Stablecoin usage on Ethereum has reached one of the highest levels ever recorded, according to new on-chain data shared by CryptoQuant.
Active ERC-20 stablecoin addresses climbed close to 590,000 daily users, matching or slightly exceeding previous all-time highs and marking a clear shift in how capital is moving across the crypto market.
Stablecoin Usage Expands Beyond Past Cycles
The charts show that today’s activity is not just another short-term spike. In previous market cycles, stablecoin address growth tended to surge briefly and then fade. This time, activity remains sustained well above historical norms, suggesting a structural change rather than a cyclical burst.

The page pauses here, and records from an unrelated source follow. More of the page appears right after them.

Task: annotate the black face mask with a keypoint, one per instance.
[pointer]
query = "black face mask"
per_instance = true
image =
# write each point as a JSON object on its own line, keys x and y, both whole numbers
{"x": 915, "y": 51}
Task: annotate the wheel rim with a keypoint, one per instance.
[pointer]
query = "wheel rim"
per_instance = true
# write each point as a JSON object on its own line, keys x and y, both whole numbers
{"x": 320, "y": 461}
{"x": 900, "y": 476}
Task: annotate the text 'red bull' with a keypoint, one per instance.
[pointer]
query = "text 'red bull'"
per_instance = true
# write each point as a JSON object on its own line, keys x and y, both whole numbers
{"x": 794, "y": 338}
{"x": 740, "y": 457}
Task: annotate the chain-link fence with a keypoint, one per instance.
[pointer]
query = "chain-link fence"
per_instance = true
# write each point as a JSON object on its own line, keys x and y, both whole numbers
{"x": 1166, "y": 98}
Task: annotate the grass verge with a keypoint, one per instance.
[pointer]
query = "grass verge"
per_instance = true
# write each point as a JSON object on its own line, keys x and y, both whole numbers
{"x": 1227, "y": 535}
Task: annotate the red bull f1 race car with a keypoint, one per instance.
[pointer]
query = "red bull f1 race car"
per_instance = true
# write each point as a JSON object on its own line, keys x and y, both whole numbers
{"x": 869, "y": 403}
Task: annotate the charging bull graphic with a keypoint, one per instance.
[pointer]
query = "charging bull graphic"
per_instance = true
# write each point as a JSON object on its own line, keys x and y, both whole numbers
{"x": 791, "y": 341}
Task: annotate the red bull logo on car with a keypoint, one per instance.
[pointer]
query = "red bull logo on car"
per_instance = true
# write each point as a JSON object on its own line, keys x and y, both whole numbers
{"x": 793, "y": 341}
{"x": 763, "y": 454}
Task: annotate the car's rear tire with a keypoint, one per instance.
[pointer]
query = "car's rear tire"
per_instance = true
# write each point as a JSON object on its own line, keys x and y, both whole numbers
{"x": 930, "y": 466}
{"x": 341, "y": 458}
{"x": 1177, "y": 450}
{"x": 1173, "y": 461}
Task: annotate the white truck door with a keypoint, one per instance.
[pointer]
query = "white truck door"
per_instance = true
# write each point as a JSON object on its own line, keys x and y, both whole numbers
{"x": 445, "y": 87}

For comparison, during the 2022 stress period linked to FTX-related deleveraging, stablecoin active addresses peaked near 285,000. During the 2020–2021 bull cycle, activity rarely held above 230,000. Current levels are more than double the 2022 peak and nearly triple early expansion-phase readings.
Long-Term Trend Confirms Structural Growth
The long-term chart reinforces this shift. The 365-day moving average for ERC-20 stablecoin activity now sits above 240,000, a level that prior cycles failed to sustain. Unlike earlier rallies that reverted back toward the mean, current usage remains consistently elevated, signaling that stablecoins are now embedded deeper into everyday on-chain activity.

This indicates that stablecoins are no longer used primarily as idle capital parked on Ethereum. Instead, they are increasingly deployed for transfers, settlement, positioning, and liquidity management across the network.
What This Signals for the Market
According to the CryptoQuant report, this behavior reflects a market where capital remains highly mobile and actively positioned on-chain. Stablecoins are functioning as transactional liquidity rather than speculative sidelining. Historically, similar conditions have aligned more closely with accumulation or transition phases, not market tops.
As long as active address counts remain elevated and avoid sharp contractions, the data points to structural liquidity strength, not speculative excess. This suggests the market is preparing, with capital staying liquid and ready, rather than overheating.